Urban Inspirations: Crafting Unique Texture Patterns for Car Interiors †

Industrial Design Department, Symbiosis Institute of Design, Symbiosis International (Deemed University), Pune 412115, India
Presented at the 5th International Conference on Innovative Product Design and Intelligent Manufacturing Systems (IPDIMS 2023), Rourkela, India, 6–7 December 2023.
Eng. Proc. 2024, 66(1), 18; https://doi.org/10.3390/engproc2024066018
Published: 9 July 2024

Abstract

:
The appeal of a car’s exterior often captures a customer’s initial attention, but the interior ultimately seals the deal, creating a lasting connection between the customer and car. The interior quality plays a significant role in shaping the overall impression of a vehicle. Interior surfaces with tactile and visual qualities contribute to customer experience. Traditionally, automotive manufacturers have relied on natural grains, leather, and occasional geometric patterns to enhance the aesthetic appeal and tactile experiences of interiors. This study presents a novel approach to texture pattern design for automotive interiors. This method uses city maps from diverse locations as sources to create unique textural patterns.
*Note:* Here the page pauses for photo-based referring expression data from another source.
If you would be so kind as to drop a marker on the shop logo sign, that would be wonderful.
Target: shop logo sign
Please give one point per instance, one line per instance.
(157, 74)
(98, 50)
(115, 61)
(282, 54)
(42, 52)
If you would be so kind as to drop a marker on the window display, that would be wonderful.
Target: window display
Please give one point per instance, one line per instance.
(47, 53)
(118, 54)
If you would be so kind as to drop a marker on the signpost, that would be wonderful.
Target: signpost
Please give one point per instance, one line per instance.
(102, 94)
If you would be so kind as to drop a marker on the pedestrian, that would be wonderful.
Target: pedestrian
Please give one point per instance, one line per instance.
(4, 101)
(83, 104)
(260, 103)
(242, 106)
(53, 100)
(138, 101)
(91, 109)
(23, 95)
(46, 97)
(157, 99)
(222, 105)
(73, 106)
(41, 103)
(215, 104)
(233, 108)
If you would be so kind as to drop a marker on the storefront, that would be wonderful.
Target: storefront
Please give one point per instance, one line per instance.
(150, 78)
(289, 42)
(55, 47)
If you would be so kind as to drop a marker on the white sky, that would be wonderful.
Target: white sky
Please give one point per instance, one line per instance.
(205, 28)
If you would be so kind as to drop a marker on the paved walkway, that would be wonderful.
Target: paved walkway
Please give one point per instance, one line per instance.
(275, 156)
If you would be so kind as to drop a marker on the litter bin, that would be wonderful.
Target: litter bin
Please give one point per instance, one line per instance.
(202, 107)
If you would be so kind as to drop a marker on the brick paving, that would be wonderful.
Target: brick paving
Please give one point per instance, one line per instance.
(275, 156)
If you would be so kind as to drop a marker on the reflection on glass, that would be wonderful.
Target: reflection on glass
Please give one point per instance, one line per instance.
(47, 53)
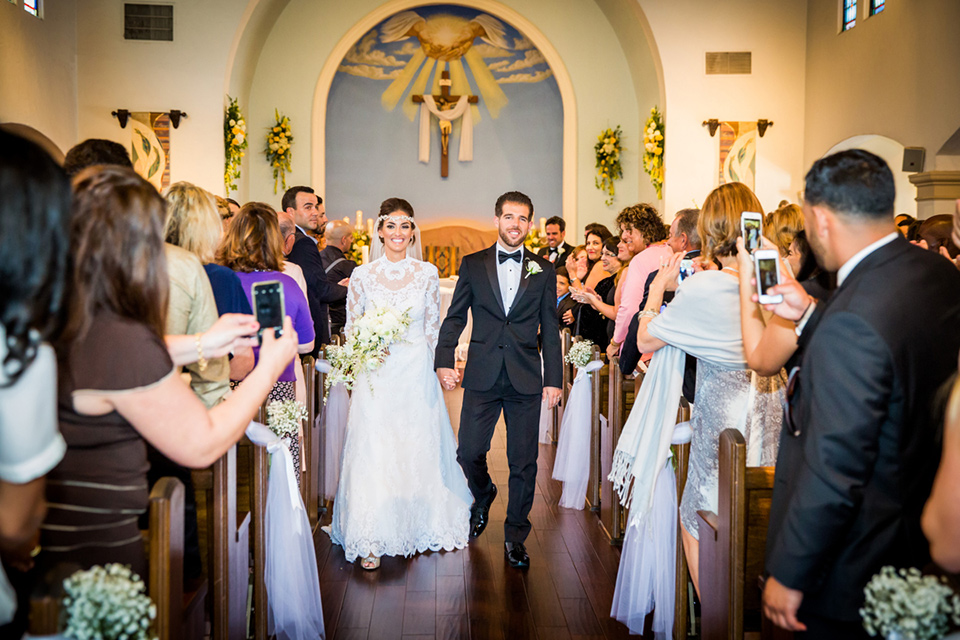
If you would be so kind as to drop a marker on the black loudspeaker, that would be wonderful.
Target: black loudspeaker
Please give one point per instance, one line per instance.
(913, 158)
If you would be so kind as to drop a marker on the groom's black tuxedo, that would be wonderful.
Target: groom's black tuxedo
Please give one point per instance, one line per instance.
(503, 373)
(851, 484)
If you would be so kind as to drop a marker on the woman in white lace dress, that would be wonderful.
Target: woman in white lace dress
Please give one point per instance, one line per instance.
(401, 490)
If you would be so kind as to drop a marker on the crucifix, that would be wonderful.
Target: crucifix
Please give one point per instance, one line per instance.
(445, 102)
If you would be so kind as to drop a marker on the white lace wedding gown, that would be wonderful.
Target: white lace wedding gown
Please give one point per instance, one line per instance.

The process begins by capturing high-resolution images of city maps, selecting segments based on tessellation potential, applying abstraction and correction, cleaning the image to eliminate unwanted elements, and generating a 2D black-and-white pattern that simulates the texture when applied to the CAD surfaces of the interior components. This approach offers a unique alternative to the conventional practice of selecting texture patterns from the existing sources. This enables automotive designers to create signature texture patterns that differentiate between brands in a competitive market.

1. Introduction

Automobiles have become an integral component of modern society, serving various purposes, including daily commutes, transporting goods, running errands, and vacation travel. The exterior of a car often plays a significant role in attracting customers, and the interior design often confirms their decision to purchase [1].
Most automotive interior plastic parts are treated with textures to enhance their appearance, feel, and functionality [2]. These textures can be found in a variety of finishes, including polished, matte, etched, geometric, leather, wood grain, and graphic patterns. These surface textures help conceal common defects in molded parts, such as flow lines, blush marks, sink marks, and shadow marks.
Research suggests that the perception of consumer products plays a significant role in the perceived quality. The interior of a car contributes significantly to this perception, and high-quality interiors are often associated with high-quality vehicles [2,3].
Traditionally, automotive manufacturers have applied typical textures, such as natural leather and geometric patterns, to the interior parts. However, limited research has been conducted on this topic. This study introduced an innovative approach for designing textures for interior parts using tessellation.
Tessellation is the process of creating uniform, square, or non-square tiles to fill a large surface without gaps or overlaps. In this study, it was used to generate patterns that can be applied to the components of car interiors as textures [4].
By utilizing the method described in this study, automotive designers and manufacturers can create exciting customization options for car interiors.

2. Literature Review

The limited availability of literature on the suggested method for designing the appearance of objects is a consequence of the fact that automotive designers and manufacturers do not commonly follow this approach. Nevertheless, the existing literature can be classified into four categories: automotive interior design, tessellation-related publications, the application of tessellation to non-automotive objects, and the general literature on textures.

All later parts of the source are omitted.